GUATEMALA CITY — President Bush promised Monday to launch a new push to overhaul U.S. immigration laws and faced tough questions about deportation during a visit to Guatemala.
Bush said he wanted to get a comprehensive immigration deal, similar to one that stalled last summer, through Congress before its summer recess. It would be the first time Bush has pushed such legislation since Democrats took control of both houses after November's elections.
"It seems like to me we've got to get this done by August," Bush said at a joint news conference with Guatemalan President Oscar Berger. But he added that he was not trying to set a timetable.
"We don't believe in timetables.

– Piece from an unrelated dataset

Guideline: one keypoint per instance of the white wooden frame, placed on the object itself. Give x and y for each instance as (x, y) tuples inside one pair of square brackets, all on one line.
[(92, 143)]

But I do believe in pressing hard and working with Democrats and Republicans to get it done," Bush said. "We don't want people to feel like they have to get stuffed into the back of a truck and pay exorbitant fees to coyotes to come and try and realize dreams. There's got to be a better system."
A hard-negotiated immigration deal foundered in Congress last year, scuttled by election-year politics that divided Republicans. The law, which passed the Senate with a narrow majority, would have permitted illegal immigrants who paid back taxes and met other criteria to apply for citizenship.
Bush also lamented what he called the lack of "a coherent Republican position in the Senate" on immigration reform.
The president was pressed by local reporters to defend his approval of a border fence law and workplace raids in Massachusetts last week that sent hundreds of illegal Central American workers home. Some were forced to leave their U.S.-born children behind.
Bush said that one answer to the immigration problem is the unfettered commerce embodied in accords such as the Central American Free Trade Agreement, which Guatemala joined last year.
"I also believe most citizens in Guatemala would rather find meaningful jobs at home instead of having to travel to a foreign land to work," Bush said. "And therefore, the more we can enhance prosperity in our neighborhood, the more we can encourage trade that actually yields jobs and stability, the less likely it is somebody who is worried about putting food on the table for their family will be coming to the United States."
Immigration is a huge issue in Guatemala, where the national economy is increasingly dependent on remittances from immigrants in the United States. Guatemala's central bank estimates that such money transfers will exceed $4 billion in 2007, a sum equal to about 7% of this nation's gross domestic product.